Bölgesel Yenilik Sistemleri’nin önemli üstünlüklerini; kültürel davranışlardaki göreceli homojenlik, bölgesel aidiyetin gücü ve ortak hedeflerin paylaşılabilirliği oluşturmaktadır (OECD, 2005). Bölgenin diğer bölgelerle olan etkileşimi de yenilik ölçümünde önemli bir gösterge sunmaktadır. Küresel pazarda sınır ötesi etkileşimlerin ulusal yenilik kapasitesinin ölçülmesinde şu göstergeler tanımlanabilir:
-
Bölgeden başka bölgelere ve yurtdışına yapılan ihracat (girdi/çıktı vb.)
-
Bölgeler arası uzman dolaşımı
-
Dış tedarik ve dış finansman
-
Bölge için önemli olan bölge dışı bilgi ve beceri kaynakları
-
Dışarıdan gelen firmaların inovasyon faaliyeti (bölgenin teknolojik cazibesi)
Türkiye'nin ulusal yenilik sistemi politikalarında yeni dönemde önem taşıyan gereksiminler nelerdir?
BTP-UP 2005-2010 aracılığıyla Ar-Ge ve yenilik kapasitesinin önemli düzeyde geliştirilmesine yönelik yakalanan başarının 2011-2016 döneminde ivmelenerek sürdürülebilirliğinin sağlanması hedeflenmektedir. Bu hedef doğrultusunda, yeni dönemde önem taşıyan gereksiminler arasında (www.tubitak.gov.tr):
- BTY insan kaynaklarının geliştirilmesi
- Araştırma sonuçlarının ticari ürün ve hizmete dönüşümünün teşvik edilmesi
- Çok ortaklı ve çok disiplinli Ar-Ge ve yenilik işbirliği kültürünün yaygınlaştırılması
- KOBİ’lerin yenilik sisteminde daha güçlü aktörler olmalarının teşvik edilmesi
- Araştırma altyapılarının TARAL’ın bilgi üretme gücüne katkısının artırılması
- Ülkemizin çıkarları doğrultusunda uluslararası BTY işbirliğinin etkinleştirilmesi
- bulunmaktadır.
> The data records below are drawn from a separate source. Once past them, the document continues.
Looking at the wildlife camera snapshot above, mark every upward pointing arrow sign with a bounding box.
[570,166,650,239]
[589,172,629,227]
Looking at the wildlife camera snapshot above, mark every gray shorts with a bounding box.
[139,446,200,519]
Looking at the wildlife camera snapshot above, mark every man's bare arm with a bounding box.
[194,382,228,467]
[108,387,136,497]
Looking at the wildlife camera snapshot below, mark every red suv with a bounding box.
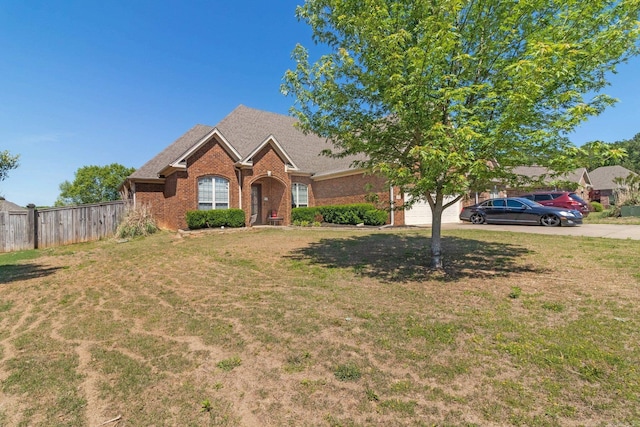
[520,191,589,216]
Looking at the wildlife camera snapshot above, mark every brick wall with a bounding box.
[135,182,171,228]
[242,144,291,225]
[158,141,240,230]
[136,141,403,230]
[309,173,392,224]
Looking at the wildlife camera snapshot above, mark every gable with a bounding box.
[127,105,364,188]
[239,135,298,171]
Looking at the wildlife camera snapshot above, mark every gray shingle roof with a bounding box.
[589,165,635,190]
[129,105,362,180]
[513,166,592,184]
[129,125,213,180]
[0,198,27,212]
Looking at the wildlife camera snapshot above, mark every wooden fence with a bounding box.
[0,201,127,252]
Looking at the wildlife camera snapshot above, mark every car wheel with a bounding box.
[469,213,484,224]
[540,214,560,227]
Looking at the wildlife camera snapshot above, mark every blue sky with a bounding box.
[0,0,640,206]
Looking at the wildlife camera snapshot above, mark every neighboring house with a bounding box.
[589,165,637,205]
[507,166,593,200]
[123,105,459,230]
[466,166,592,204]
[0,196,28,212]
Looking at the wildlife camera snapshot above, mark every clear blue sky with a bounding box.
[0,0,640,206]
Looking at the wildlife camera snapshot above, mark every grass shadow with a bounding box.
[289,234,544,282]
[0,263,60,284]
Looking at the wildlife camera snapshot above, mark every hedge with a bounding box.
[291,203,388,225]
[187,209,245,230]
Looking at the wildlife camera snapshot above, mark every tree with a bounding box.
[577,141,627,171]
[0,150,20,181]
[282,0,639,268]
[613,133,640,173]
[55,163,135,206]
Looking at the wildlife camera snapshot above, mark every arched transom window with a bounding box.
[291,182,309,208]
[198,176,229,211]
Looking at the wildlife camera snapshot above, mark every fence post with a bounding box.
[27,203,38,249]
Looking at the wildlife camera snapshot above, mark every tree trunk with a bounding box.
[431,193,443,270]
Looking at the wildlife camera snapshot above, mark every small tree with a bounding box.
[55,163,135,206]
[0,150,20,181]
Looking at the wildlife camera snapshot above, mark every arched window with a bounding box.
[198,176,229,211]
[291,182,309,208]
Aynı zamanda,
- Ar-Ge ve yenilik kapasitesinin güçlü olduğu alanlarda hedef odaklı yaklaşımlar,
- İvme kazanmamız gereken alanlarda ihtiyaç odaklı yaklaşımlar,
- Çeşitli alanlarda yaratıcılığın destekleneceği tabandan yukarı yaklaşımların hayata geçirilmesi hedeflenmektedir.
Türkiye'de bulunan farklı sanayi yapılaşmaları nelerdir?
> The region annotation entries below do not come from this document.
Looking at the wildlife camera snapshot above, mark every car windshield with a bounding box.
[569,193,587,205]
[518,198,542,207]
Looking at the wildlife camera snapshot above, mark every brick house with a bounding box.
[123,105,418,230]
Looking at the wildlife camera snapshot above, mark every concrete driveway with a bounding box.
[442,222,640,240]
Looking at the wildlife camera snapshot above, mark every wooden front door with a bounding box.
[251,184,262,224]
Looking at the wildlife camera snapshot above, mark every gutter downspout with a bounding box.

Üretim faaliyetinde bulunan işletmelerin konumlandırması ile ilgili yerleşim planlaması ve yapılaşma yöntemleri farklılık arz etmektedir. Bir ülkede ya da bölgede birden çok sanayi yapılaşmasıolabilmektedir. İşletmelerin ölçeğine göre ya da ilgili sektörün üretim yöntemine göre bu sanayi yapılaşması farklı şekilde örgütlenebilmektedir. Bu sanayi yapılaşmaları, ülkelerin iş yapma modelini yansıtmaktadır.
Türkiye’de sanayinin yerleşimi ve organizasyonu açısından çeşitli formal yapılaşmalar mevcuttur. Türkiye’de bu yapılaşmalar arasında en köklü olanı organize sanayi bölgeleridir. Genelde geleneksel sanayi üretimlerin gerçekleştiği sanayi bölgelerinin dışında teknoloji tabanlı üretim faaliyetlerinin konumlandırılması için kurulan Teknoloji Geliştirme Bölgeleri, özellikle üniversite-sanayi etkileşimi için önemli bir imkan sunmaktadır. Ayrıca, çeşitli vergisel teşvikler sunan tamamıyla ihracata odaklı Serbest Bölgeler ve doğrudan yabancı yatırımlara özel alan olarak Endüstri Bölgeleri diğer sanayi yapılaşmalarıdır.